6. Aux termes de l'article L. 612-6 du code de l'entrée et du séjour des étrangers et du droit d'asile : " Lorsqu'aucun délai de départ volontaire n'a été accordé à l'étranger, l'autorité administrative assortit la décision portant obligation de quitter le territoire français d'une interdiction de retour sur le territoire français. Des circonstances humanitaires peuvent toutefois justifier que l'autorité administrative n'édicte pas d'interdiction de retour. / Les effets de cette interdiction cessent à l'expiration d'une durée, fixée par l'autorité administrative, qui ne peut excéder trois ans à compter de l'exécution de l'obligation de quitter le territoire français. ". Aux termes de l'article L. 612-10 du même code : " Pour fixer la durée des interdictions de retour mentionnées aux articles L. 612-6 et L. 612-7, l'autorité administrative tient compte de la durée de présence de l'étranger sur le territoire français, de la nature et de l'ancienneté de ses liens avec la France, de la circonstance qu'il a déjà fait l'objet ou non d'une mesure d'éloignement et de la menace pour l'ordre public que représente sa présence sur le territoire français. ".

7. Il résulte de ces dispositions que, lorsque le préfet prend, à l'encontre d'un étranger, une décision portant obligation de quitter le territoire français ne comportant aucun délai de départ, ou lorsque l'étranger n'a pas respecté le délai qui lui était imparti pour satisfaire à cette obligation, il appartient au préfet d'assortir sa décision d'une interdiction de retour sur le territoire français, sauf dans le cas où des circonstances humanitaires y feraient obstacle. Seule la durée de cette interdiction de retour doit être appréciée au regard des quatre critères énumérés à l'article L. 612-10, à savoir la durée de la présence de l'étranger sur le territoire français, la nature et l'ancienneté de ses liens avec la France, l'existence ou non d'une précédente mesure d'éloignement et, le cas échéant, la menace pour l'ordre public que constitue sa présence sur le territoire.

8. Pour les mêmes motifs que ceux du jugement attaqué auxquels se réfère le point 3. de la présente ordonnance, M. B, qui déclare n'être entré en France qu'en septembre 2018, ne peut se prévaloir d'attaches privées ou familiales d'une intensité particulière en France. Dès lors, le préfet des Yvelines, en fixant à un an la durée de l'interdiction de retour sur le territoire français infligée au requérant, n'a pas davantage entaché cette décision d'une erreur d'appréciation au regard des dispositions précitées.

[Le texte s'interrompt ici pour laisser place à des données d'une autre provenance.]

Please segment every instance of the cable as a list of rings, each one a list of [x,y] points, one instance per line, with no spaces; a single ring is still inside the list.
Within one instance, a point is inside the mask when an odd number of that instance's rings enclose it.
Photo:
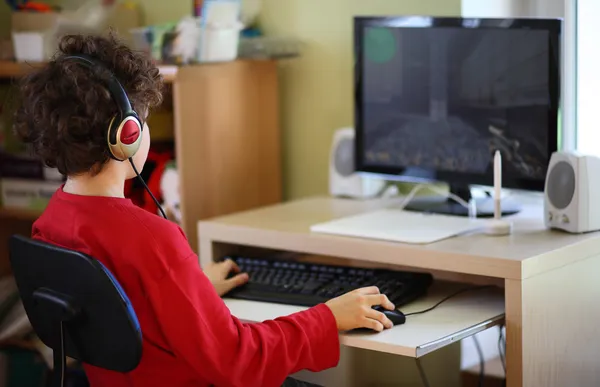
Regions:
[[[417,362],[417,368],[419,369],[419,375],[421,375],[421,382],[423,383],[423,387],[430,387],[429,380],[427,380],[427,375],[425,375],[425,370],[423,369],[423,365],[421,364],[421,359],[415,357],[415,361]]]
[[[500,325],[500,333],[498,335],[498,353],[500,354],[502,369],[504,369],[504,380],[502,381],[502,385],[506,386],[506,341],[504,340],[504,334],[502,333],[503,327],[503,325]]]
[[[440,301],[437,302],[437,304],[435,304],[435,305],[433,305],[433,306],[431,306],[431,307],[429,307],[427,309],[423,309],[423,310],[420,310],[418,312],[405,313],[404,316],[408,317],[408,316],[413,316],[413,315],[416,315],[416,314],[427,313],[429,311],[434,310],[435,308],[437,308],[438,306],[440,306],[442,303],[448,301],[452,297],[456,297],[456,296],[458,296],[461,293],[469,292],[469,291],[472,291],[472,290],[487,289],[487,288],[495,288],[495,286],[494,285],[482,285],[482,286],[470,286],[468,288],[463,288],[463,289],[460,289],[460,290],[458,290],[458,291],[450,294],[449,296],[446,296],[446,297],[442,298]]]
[[[502,363],[502,369],[504,370],[504,376],[506,377],[506,360],[505,360],[506,342],[504,342],[504,340],[503,340],[504,335],[502,334],[502,328],[503,328],[503,326],[500,325],[500,334],[498,335],[498,353],[500,354],[500,362]],[[504,348],[503,348],[503,344],[504,344]]]
[[[129,163],[131,164],[131,167],[133,168],[133,172],[135,172],[135,175],[137,176],[137,178],[140,180],[140,182],[142,183],[142,185],[144,186],[146,191],[150,194],[150,197],[152,197],[152,200],[154,200],[154,204],[156,204],[156,207],[158,207],[158,210],[160,211],[162,217],[165,219],[168,219],[167,214],[165,214],[165,211],[162,209],[161,205],[158,203],[158,200],[156,200],[156,198],[152,194],[152,191],[150,191],[150,188],[148,188],[148,186],[146,185],[144,178],[137,171],[137,168],[135,167],[135,164],[133,163],[133,159],[131,157],[129,158]]]
[[[477,336],[473,335],[471,337],[473,338],[475,349],[477,349],[477,354],[479,355],[479,387],[483,387],[483,380],[485,379],[485,359],[483,358],[483,350],[481,349],[479,340],[477,340]]]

9. Il résulte de tout ce qui précède que la requête d'appel de M. B, est manifestement dépourvue de fondement. Dès lors, ses conclusions présentées à fin d'annulation doivent être rejetées, en application du dernier alinéa de l'article R. 222-1 du code de justice administrative, précité. Il en va de même, par voie de conséquence, de l'ensemble de ses conclusions présentées à titre accessoire, y compris les conclusions présentées au titre des articles 37 de la loi du 10 juillet 1991 et L. 761-1 du code de justice administrative.

ORDONNE :

Article 1er : La requête de M. B est rejetée.

Article 2 : La présente ordonnance sera notifiée à M. A B.

Copie en sera adressée au ministre de l'intérieur et des outre-mer et au préfet des Yvelines.

Fait à Versailles, le 15 décembre 2022.

Le Conseiller d'État,

Président de la cour administrative d'appel de Versailles

T. OLSON

La République mande et ordonne au ministre de l'intérieur et des outre-mer, en ce qui le concerne ou à tous commissaires de justice à ce requis en ce qui concerne les voies de droit commun, contre les parties privées, de pourvoir à l'exécution de la présente décision.